Correct answer by Jacinto on August 27, 2021
Acredito que o redator desta página do dicionário se enganou, pois em um momento ele toma o caso reto como origem da flexão, já em outro ele toma o caso oblíquo.
Em algumas pesquisas, foi possível encontrar que "tigo" é/era uma forma abreviada de falar a palavra "contigo". Isso pode ser evidenciado em Cantigas de Escárnio e Maldizer. No entanto, em outras pesquisas mais concretas, informa-se que "tigo" é, na verdade, a forma original da palavra derivada do latim "tecum".
Em poucas palavras, "forma nominativa" é o mesmo que "caso nominativo" e que, por sua vez, pode substituir o conhecido "caso reto".¹²
Sim, a palavra sigo pode ser utilizado como conjugação do verbo seguir. Exemplo:
Eu sigo você, vá adiante.
No entanto, com o mesmo sentido de consigo, não encontrei esse modo de utilização na lingua portuguesa e, portanto, posso supor que não existe.
Do mesmo modo que o sigo, não encontrei fontes confiáveis da utilização do nosco sem a precedência do com. Portanto, é possível supor que não existe.
A forma comitativa, também conhecida como caso comitativo³, é um caso gramatical que, sim, tem total relação com o “com”. Este caso indica companhia e as únicas palavras declinadas dele que ainda estão em uso na lingua portuguesa são as que você citou (comigo, contigo, conosco, consigo e convosco).
Seriamente recomendo que você busque outros dicionários, pois este possui diversos erros, já que "vosco", do mesmo modo que "vós", já representa o plural.

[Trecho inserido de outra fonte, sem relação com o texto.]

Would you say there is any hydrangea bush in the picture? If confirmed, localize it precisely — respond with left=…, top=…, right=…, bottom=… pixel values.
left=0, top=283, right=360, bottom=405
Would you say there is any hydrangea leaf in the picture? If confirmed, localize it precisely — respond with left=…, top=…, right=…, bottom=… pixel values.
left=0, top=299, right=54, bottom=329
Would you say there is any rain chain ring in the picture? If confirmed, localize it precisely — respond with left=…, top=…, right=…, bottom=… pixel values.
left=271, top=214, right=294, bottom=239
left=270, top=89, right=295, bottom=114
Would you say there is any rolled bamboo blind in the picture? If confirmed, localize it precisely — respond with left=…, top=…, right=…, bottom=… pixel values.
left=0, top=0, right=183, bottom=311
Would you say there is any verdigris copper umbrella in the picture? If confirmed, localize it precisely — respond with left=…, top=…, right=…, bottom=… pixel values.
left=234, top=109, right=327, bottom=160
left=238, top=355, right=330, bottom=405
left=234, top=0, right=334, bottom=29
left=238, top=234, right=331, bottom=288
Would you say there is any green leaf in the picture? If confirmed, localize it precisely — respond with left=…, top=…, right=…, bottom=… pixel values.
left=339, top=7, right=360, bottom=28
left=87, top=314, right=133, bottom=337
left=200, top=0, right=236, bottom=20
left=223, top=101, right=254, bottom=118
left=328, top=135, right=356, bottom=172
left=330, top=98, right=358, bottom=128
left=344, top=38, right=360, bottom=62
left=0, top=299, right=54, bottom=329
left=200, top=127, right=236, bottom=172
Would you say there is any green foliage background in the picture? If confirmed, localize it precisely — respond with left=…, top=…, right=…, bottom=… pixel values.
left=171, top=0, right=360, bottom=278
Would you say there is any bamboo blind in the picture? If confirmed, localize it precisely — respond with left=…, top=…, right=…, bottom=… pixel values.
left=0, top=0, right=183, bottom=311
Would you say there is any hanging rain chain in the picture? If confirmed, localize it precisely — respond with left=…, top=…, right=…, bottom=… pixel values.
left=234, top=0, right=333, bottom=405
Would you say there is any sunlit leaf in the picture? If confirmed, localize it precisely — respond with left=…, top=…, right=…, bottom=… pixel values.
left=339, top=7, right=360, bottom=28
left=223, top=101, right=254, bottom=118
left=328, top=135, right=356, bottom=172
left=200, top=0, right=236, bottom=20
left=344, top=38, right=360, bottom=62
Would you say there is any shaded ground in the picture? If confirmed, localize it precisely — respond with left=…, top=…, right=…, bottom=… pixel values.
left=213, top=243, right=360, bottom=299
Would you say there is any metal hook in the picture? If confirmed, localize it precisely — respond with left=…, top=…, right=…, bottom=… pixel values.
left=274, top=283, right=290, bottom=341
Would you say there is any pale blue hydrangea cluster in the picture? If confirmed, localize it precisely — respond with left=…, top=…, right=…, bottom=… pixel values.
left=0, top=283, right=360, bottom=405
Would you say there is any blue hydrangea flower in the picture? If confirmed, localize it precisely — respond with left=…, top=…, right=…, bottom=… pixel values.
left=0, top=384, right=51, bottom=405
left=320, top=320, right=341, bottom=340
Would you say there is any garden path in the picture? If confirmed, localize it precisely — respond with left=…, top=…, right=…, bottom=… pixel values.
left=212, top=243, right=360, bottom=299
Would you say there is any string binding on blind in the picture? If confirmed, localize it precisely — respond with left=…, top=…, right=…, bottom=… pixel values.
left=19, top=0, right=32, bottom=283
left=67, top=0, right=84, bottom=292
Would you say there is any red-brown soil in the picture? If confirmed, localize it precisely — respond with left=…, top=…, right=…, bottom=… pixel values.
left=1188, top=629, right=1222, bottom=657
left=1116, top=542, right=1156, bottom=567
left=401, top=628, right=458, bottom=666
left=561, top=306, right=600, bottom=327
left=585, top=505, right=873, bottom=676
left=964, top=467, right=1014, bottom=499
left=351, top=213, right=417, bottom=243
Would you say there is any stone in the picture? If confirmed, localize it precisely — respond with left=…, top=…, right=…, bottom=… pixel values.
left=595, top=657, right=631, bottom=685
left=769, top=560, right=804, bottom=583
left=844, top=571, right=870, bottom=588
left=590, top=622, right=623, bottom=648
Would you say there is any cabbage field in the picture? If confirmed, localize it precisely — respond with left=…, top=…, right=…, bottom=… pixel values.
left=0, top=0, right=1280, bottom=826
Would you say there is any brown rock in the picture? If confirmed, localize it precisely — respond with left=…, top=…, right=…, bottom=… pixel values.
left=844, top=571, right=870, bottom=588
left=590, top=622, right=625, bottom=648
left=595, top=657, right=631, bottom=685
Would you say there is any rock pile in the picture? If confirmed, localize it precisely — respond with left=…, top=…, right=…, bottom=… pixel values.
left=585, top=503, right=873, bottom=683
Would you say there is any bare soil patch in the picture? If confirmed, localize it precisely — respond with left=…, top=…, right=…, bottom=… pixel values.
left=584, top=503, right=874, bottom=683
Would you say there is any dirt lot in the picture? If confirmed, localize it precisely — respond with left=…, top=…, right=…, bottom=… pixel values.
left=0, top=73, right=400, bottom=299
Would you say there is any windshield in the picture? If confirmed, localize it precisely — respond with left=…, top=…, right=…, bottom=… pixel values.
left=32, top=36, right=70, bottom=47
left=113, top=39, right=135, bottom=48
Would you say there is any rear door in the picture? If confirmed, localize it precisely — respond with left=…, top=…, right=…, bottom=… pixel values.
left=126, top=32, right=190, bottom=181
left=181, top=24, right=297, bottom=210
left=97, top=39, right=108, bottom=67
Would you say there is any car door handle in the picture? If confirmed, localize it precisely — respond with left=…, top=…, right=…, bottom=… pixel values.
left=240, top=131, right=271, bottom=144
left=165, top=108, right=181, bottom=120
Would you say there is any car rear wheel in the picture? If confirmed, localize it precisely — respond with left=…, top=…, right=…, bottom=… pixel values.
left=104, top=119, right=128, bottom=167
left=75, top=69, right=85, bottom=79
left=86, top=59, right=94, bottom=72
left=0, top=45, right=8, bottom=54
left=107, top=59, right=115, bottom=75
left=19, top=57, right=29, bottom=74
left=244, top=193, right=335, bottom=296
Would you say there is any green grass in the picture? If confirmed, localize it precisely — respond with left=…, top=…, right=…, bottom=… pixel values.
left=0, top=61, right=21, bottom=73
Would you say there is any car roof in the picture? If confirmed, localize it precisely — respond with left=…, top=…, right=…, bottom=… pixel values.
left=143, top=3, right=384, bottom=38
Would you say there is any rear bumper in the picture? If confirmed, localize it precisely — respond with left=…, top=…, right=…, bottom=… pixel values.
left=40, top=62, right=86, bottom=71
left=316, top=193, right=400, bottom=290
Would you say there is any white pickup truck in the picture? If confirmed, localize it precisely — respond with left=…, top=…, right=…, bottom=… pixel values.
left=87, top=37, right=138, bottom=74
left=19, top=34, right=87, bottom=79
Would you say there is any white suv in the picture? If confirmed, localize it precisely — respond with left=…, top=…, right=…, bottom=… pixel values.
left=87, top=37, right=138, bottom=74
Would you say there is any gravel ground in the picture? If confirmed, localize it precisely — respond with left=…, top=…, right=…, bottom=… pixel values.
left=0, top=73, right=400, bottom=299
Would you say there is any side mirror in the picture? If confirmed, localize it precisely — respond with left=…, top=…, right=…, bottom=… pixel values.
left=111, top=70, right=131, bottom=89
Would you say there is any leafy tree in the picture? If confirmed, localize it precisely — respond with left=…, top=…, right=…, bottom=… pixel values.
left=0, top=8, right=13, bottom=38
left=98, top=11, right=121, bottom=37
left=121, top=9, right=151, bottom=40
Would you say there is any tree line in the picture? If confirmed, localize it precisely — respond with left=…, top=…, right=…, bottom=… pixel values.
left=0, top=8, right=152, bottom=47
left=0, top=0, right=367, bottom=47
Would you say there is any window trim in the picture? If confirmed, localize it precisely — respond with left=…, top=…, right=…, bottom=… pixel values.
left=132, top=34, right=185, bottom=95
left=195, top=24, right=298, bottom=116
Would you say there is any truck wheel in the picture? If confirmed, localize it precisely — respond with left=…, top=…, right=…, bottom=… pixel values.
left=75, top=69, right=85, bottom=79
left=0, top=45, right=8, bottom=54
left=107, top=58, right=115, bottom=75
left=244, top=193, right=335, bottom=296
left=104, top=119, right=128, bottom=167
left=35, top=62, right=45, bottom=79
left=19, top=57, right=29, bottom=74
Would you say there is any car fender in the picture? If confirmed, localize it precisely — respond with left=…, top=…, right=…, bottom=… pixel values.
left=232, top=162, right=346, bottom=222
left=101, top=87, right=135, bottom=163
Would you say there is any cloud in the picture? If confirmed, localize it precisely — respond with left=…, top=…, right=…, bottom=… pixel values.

Eu não vejo naturalidade alguma em utilizar o "para vosco" ou "para nosco", que estão incorretos. Na verdade, vejo um modo de querermos deixar uma palavra mais formal e apresentável. De modo simples, posso citar os verbos ter e possuir. Muitos utilizam o possuir para deixar o verbo ter de um modo mais formal. No entanto, ambos os verbos possuem diferenças e, portanto, é errôneo utilizá-los com o mesmo sentido.
¹ Arquivo da Universidade de São Paulo. (pesquise por "caso reto (nominativo)" no arquivo).
Answered by Chanp on August 27, 2021
Migo, tigo, e por aí em diante significam comigo, contigo, ...
Dom Meendo, vós veestes
falar migo noutro dia;
(Cantigas de Escárnio e Maldizer)
Muito foi noss' amigo
Gabriel, quando disse:
"Maria, Deus é tigo."
Polo meu mal filhou [s’ ora] el rei
de mar a mar, assi Deus mi perdon,
ca levou sigo o meu coraçon
Nem estas armas eu nunca lhas vi
trager na guerra; destes sinaes
que ora trage, nom trouxe taes
nosco na guerra, quand’el-Rei foi i;
(Cantigas de Escárnio e Maldizer)
Chegades [vós, ai] amiga, du e´ meu amigo
e con el falastes, mais eu ben vos digo
que falarei vosco tod’ aqueste dia,
pois falastes con quen eu falar queria
Já nestes textos do séc XIII aparece por vezes a preposição con. A origem das formas comigo etc. é portanto pleonástica.
Quanto ao dicionário indicar um plural voscos, parece-me simplesmente um lapso.